Perusahaan yang digugat ini adalah TikTok, Facebook dan Instagram, Google, dan Snapchat. Dari laporan BBC, sejumlah penggugat merasa bahwa media sosial tersebut menyebabkan beberapa bahaya seperti depresi dan percobaan bunuh diri.
Salah satu penggugat yang BBC temui adalah Taylor Little. Penggugat ini mengaku kecanduan saat berusia 12 tahun. Ia mengatakan bahwa seluruh masa remajanya sudah menghilang dan tidak bisa kembali karena masalah kecanduan tersebut.
Saat ini, Taylor sudah berusia 21 tahun. Ia menyadari bahwa perusahaan teknologi pengembang media sosial merupakan monster besar yang begitu mengerikan. Menurut Taylor, sejumlah perusahaan itu sengaja membuat produk yang sangat adiktif untuk merusak anak-anak.
Selain Taylor, penggugat lainnya hadir dari keluarga Molly Russel, seorang siswi berusia 14 tahun yang meninggal dunia karena melukai diri sendiri akibat depresi dan efek negatif dari media sosial.
Selama sidang gugatan dari ratusan keluarga berlangsung, penyelidikan kasus kematian Molly digunakan sebagai salah satu bukti.

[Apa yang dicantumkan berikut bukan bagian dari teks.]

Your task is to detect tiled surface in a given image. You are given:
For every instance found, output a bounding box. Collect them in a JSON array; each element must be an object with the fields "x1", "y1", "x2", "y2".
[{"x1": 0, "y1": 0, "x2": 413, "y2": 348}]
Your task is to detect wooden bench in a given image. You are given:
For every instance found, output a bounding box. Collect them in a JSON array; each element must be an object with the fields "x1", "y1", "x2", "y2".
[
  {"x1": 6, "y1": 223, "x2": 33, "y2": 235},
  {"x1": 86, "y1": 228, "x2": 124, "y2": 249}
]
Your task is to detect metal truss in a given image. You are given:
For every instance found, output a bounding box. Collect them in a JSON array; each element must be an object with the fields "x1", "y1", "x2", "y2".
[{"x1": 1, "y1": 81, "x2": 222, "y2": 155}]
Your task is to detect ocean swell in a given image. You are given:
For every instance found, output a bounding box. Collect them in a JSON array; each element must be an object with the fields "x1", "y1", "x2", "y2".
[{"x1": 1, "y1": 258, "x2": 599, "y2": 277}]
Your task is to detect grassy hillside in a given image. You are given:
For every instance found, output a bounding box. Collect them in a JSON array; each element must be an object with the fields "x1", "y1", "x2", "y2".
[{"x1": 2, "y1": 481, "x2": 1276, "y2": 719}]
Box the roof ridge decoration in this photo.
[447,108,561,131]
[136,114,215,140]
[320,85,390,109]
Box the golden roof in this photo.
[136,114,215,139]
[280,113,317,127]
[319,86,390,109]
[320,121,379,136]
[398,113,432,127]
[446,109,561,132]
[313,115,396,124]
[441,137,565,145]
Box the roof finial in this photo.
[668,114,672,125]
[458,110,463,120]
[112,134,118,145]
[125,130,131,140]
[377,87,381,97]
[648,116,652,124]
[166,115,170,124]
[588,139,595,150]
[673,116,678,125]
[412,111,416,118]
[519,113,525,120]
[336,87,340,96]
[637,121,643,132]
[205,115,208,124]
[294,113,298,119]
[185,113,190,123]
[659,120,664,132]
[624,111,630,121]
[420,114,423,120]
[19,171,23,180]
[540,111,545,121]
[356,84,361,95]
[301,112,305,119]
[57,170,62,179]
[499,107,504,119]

Nama Molly juga disinggung hingga sebelas kali dalam keluhan utama yang diajukan ke pengadilan.
BACA JUGA:
Ratusan keluarga yang menggugat pun mendapatkan kemenangan. Hakim federal Amerika Serikat (AS) menolak upaya Alphabet yang mengelola Google, Meta yang mengelola Instagram dan Facebook, ByteDance yang mengelola TikTok, dan Snap yang mengelola Snapchat dalam menghindari litigasi kasus kecanduan tersebut.
Perusahaan tampaknya enggan mencari penyelesaian hukum hingga memberikan ganti rugi kepada anak-anak yang terdampak. Beruntungnya, Hakim Distrik AS Yvonne Gonzales Rogers, dalam laporan Reuters beberapa waktu lalu, berpihak kepada para penggugat.
Hakim merasa para penggugat menyampaikan teori yang cukup logis seperti perihal lalainya tanggung jawab atas kontrol orang tua yang rusak, perangkat yang tidak bisa dibatasi waktunya khusus untuk anak, hingga sulitnya menonaktifkan akun.
Meski pada dasarnya perusahaan tidak memiliki kewajiban hukum atas perlindungan konsumen dari bahaya yang ditimbulkan pihak ketiga, hakim merasa bahwa klaim para penggugat memang lebih luas dari sekadar bahaya pihak ketiga.